The deal comes a week after Kodak said it was exploring raising $500 million in additional financing. It warned last Thursday it may need to raise new debt or complete a multibillion-dollar patent sale to survive the next 12 months.

Kodak has said it planned to generate $200 million from non-strategic asset sales this year.

Kodak's shares rose 6 percent in after-hours trading on Monday.

A spokesman for Platinum Equity, a firm which specializes in buying distressed assets, declined to comment on the sale.

Kodak's Image Sensor Solutions division helped develop the first digital camera prototype and operates across a broad range of industrial and media industries.

Rafferty Capital Markets analyst Mark Kaufman said the unit was profitable to Kodak.

As part of the deal, the company is selling a 263,000 square foot facility in Rochester, New York that houses the division's manufacturing and research facilities. A Kodak spokesman said that some 200 full-time employees and some contractors were being offered jobs with Platinum.

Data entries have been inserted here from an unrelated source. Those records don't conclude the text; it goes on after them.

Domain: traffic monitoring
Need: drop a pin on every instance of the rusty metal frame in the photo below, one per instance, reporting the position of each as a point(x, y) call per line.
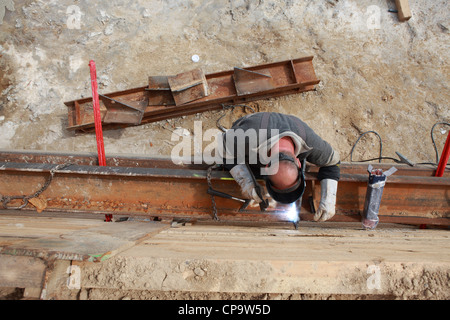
point(155, 187)
point(287, 77)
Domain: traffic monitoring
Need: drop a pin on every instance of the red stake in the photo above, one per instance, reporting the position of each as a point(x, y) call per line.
point(97, 115)
point(444, 158)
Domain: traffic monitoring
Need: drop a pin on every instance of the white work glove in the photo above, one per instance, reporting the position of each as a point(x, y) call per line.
point(243, 177)
point(327, 206)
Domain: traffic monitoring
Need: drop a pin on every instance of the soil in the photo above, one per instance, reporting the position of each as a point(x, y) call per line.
point(377, 74)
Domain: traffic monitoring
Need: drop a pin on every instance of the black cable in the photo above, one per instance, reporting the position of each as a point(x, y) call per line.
point(396, 160)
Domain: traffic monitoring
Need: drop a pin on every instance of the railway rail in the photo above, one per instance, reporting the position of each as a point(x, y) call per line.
point(159, 189)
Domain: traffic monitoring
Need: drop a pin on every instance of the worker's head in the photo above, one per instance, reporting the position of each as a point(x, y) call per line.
point(287, 173)
point(286, 184)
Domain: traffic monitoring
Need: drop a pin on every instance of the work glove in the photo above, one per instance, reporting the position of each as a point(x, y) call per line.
point(327, 206)
point(243, 177)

Kodak said that as of September 30 the company held $862 million in cash, about 10 percent less cash that it had on June 30. It expects to have $1.3 billion to $1.4 billion in cash at the end of the year.

An analyst from the credit agency Moody's published a note on Monday saying that Kodak would run out of cash in the United States by 2012 unless it receives a major cash infusion from a multibillion patent sale or new financing.

The company has said it has no intention of filing for bankruptcy.

Kodak's image sensor business had industrial, medical, photography and security applications, according to the unit's website. That division helped Kodak developed the first prototype of the digital camera as well as the image sensor used in the Space Shuttle program, it said.

Kodak shares rose 6 percent in after hours trading after closing at $1.19 on the New York Stock Exchange.